We can make some assumptions from the AMD RT patent, and from what we can guess about NV:
AMD uses TMUs to process one iteration of the RT loop, which means the shader program issues to intersect one level of BVH BBox / triangle intersection. A compute shader would look like this (simplified):
queue.push(BVH_root_node)
while (!queue.empty())
{
intersection_info = TMU.interesct(ray, queue) // may push new nodes to the queue, maybe implemented using LDS memory
if (intersection_info.hitType == triangle) closestHit = min(closestHit, intersection_info.triangleID)
}
store closest intersection for later processing...
This means the shader is busy while raytracing, but also there is felxibility in programming (could terminate if takes too long, maybe really interesting things...)
On NV it looks more likely just like this:
intersection_info = RT.Core.FindClosestIntersection(ray);
Which means the shader core likely becomes available to other pending taskes after this command (like hit point shading, or async compute, ...).
Also we have no indication NV RT cores would use TMU or share the cache to access BVH.
Conclusion is NV RT is likely faster but takes more chip area. AMD likely again offers more general compute performance which could compensate this.
But it could also happen AMD adds a FF unit to process the outer loop i have written above. Patent mentions this as optional. Still, fetching textures while raytracing would compromise perf more than on NV - maybe. (Patent mentions sharing TMU/ VGPR advantage is to avoid the need for specialized large buffers to hold BVH or ray payload data.)
It will become very interesting to compare performance, and to see what programming felxibility (if so) can add...
That assumes the competition would set on their laurels and do nothing to improve their current RT solution, which we know won't likely happen, as NVIDIA will push their RT angle to the extremes.
My bet (better said my hope) is, the next logical step would be to make BVH generation more flexible.

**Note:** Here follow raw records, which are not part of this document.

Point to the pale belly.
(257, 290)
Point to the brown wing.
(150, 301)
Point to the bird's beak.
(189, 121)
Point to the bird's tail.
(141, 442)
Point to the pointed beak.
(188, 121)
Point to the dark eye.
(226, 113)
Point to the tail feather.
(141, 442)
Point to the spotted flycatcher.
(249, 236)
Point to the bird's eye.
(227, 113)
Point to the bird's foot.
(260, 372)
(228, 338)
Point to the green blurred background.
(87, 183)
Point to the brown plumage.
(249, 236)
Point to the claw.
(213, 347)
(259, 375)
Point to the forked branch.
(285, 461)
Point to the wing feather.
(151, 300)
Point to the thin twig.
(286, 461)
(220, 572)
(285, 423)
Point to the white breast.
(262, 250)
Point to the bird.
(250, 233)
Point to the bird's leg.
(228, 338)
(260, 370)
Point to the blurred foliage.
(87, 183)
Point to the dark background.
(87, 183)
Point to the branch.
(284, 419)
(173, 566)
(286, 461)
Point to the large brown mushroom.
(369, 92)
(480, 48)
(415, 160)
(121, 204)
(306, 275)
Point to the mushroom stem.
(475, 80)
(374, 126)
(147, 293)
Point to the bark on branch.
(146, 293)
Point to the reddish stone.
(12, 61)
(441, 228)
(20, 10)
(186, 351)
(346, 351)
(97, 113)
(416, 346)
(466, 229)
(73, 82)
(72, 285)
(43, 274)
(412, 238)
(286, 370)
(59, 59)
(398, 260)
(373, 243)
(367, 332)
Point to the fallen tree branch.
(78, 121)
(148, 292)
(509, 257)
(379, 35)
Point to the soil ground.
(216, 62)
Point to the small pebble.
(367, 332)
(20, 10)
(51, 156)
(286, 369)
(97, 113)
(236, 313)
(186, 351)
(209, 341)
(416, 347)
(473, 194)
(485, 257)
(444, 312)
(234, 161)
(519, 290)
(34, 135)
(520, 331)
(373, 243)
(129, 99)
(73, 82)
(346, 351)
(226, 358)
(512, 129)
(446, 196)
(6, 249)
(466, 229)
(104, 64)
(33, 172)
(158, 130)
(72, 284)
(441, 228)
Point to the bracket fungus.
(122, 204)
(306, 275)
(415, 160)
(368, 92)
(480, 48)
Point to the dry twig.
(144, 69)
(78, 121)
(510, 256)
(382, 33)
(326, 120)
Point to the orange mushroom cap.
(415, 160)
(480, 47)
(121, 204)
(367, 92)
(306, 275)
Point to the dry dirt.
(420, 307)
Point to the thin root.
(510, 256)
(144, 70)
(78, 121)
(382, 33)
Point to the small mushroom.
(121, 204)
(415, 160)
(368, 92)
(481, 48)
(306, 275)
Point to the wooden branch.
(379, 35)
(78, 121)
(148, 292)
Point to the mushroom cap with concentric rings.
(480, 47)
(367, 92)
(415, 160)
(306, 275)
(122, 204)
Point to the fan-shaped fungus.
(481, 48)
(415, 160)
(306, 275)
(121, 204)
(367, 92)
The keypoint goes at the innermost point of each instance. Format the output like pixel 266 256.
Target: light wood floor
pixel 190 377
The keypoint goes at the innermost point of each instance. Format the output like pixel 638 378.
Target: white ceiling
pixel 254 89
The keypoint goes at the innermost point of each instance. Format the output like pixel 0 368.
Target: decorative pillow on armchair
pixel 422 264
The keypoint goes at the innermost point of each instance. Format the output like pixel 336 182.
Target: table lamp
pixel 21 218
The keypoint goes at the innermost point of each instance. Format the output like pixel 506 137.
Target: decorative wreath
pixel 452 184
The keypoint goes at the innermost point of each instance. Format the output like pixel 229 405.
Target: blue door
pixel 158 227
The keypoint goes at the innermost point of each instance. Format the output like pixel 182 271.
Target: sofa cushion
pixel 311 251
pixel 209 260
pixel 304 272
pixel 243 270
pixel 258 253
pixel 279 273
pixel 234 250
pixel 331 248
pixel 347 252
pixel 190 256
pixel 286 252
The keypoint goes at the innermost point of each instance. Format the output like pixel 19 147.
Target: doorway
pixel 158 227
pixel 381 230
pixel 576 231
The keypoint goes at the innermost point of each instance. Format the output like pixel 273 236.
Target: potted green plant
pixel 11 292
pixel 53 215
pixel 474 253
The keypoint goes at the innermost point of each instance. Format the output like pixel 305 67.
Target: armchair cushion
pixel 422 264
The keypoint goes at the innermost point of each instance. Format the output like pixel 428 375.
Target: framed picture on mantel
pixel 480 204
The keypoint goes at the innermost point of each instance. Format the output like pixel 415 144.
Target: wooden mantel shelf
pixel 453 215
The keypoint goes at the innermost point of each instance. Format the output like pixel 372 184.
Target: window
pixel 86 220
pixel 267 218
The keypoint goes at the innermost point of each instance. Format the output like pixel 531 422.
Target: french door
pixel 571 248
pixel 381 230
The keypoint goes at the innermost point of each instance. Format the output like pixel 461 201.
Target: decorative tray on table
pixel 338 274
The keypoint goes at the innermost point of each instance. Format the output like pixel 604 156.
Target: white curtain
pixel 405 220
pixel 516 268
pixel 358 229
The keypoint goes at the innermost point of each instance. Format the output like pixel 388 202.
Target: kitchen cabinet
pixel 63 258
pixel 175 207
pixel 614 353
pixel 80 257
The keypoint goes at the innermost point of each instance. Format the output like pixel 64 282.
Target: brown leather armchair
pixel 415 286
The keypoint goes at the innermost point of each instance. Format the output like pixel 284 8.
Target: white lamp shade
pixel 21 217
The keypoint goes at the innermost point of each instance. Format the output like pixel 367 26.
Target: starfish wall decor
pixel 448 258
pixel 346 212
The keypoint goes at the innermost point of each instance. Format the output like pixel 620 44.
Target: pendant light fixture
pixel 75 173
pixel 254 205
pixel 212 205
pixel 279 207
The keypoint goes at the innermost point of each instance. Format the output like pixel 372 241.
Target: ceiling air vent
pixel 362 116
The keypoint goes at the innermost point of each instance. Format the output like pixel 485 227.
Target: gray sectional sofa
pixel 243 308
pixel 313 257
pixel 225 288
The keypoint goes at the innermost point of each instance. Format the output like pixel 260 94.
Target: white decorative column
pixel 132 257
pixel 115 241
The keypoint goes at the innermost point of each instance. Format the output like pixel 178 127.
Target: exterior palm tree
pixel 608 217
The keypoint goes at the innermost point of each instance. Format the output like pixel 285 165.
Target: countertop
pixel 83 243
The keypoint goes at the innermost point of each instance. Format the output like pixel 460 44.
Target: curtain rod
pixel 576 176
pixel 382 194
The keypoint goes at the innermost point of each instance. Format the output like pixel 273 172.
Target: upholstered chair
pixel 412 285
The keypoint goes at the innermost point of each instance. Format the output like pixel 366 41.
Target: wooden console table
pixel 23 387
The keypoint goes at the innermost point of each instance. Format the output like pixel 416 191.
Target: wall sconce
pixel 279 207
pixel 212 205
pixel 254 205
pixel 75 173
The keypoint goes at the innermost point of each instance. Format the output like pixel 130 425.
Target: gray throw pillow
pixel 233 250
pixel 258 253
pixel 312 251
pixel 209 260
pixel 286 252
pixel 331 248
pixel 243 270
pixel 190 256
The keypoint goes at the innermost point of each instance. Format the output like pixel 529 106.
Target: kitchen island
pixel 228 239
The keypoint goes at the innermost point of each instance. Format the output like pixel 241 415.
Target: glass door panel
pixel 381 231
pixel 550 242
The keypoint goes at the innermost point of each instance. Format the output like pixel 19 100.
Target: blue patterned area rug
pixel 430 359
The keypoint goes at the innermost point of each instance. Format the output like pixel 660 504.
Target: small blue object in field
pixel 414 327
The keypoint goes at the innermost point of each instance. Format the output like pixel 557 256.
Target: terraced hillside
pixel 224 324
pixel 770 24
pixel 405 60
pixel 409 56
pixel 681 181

For example if they want to be compatible with mesh shaders, they just have to make this dynamic.
This would be awesome because it solves the LOD limitation. (I would not even care if BVH generation becomes FF too
)
After that i would make sense to decrease ROPs and increase RT Cores. Up to the point where rasteirzation is implemented only with compute. (Texture filtering remains, ofc)
And only after that i would see a need for ray reordering. (Which i initally thought to be FF already now, and the assumed complexity was a main reason to question RTX.)